7 Steps to Running a Small Language Model on a Local CPU

Language models have revolutionized the field of natural language processing. While large models like GPT-3 have grabbed headlines, small language models are also advantageous and accessible for various applications. In this article, we will explore the importance and use cases of small language models with all the implementation steps in detail.

Small language models are compact versions of their larger counterparts. They offer several advantages. Some of the advantages are as follows:

Efficiency: Compared to large models, small models require less computational power, making them suitable for environments with constrained resources.
Speed: They can do the computation faster, such as generating the texts based on given input more quickly, making them ideal for real-time applications where you can have high daily traffic.
Customization: You can fine-tune small models based on your requirements for domain-specific tasks.
Privacy: Smaller models can be used without external servers, which ensures data privacy and integrity.

Image by Author

Several use cases for small language models include chatbots, content generation, sentiment analysis, question-answering, and many more.

Before we start deep diving into the working of small language models, you need to set up your environment, which involves installing the necessary libraries and dependencies. Selecting the right frameworks and libraries to build a language model on your local CPU becomes crucial.

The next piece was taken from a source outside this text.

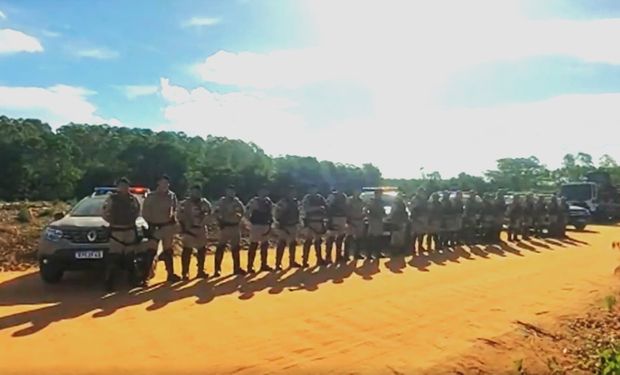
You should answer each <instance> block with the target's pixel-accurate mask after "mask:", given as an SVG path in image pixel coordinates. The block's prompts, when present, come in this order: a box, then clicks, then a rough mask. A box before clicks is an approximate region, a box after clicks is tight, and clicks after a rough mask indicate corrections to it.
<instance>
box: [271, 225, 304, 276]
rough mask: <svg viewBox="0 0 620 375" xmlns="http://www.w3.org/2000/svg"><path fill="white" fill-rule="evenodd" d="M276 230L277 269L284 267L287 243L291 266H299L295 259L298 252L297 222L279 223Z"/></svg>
mask: <svg viewBox="0 0 620 375" xmlns="http://www.w3.org/2000/svg"><path fill="white" fill-rule="evenodd" d="M275 232H276V236H277V238H278V245H277V247H276V269H280V268H282V258H284V250H285V249H286V245H288V246H289V264H290V266H291V267H297V266H299V264H298V263H297V262H296V261H295V253H296V252H297V224H292V225H285V224H277V225H276V230H275Z"/></svg>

Popular choices include Python-based libraries like TensorFlow and PyTorch. These frameworks provide many pre-built tools and resources for machine learning and deep learning-based applications.

Installing Required Libraries

In this step, we will install the “llama-cpp-python” and ctransformers library to introduce you to small language models. You must open your terminal and run the following commands to install it. While running the following commands, ensure you have Python and pip installed on your system.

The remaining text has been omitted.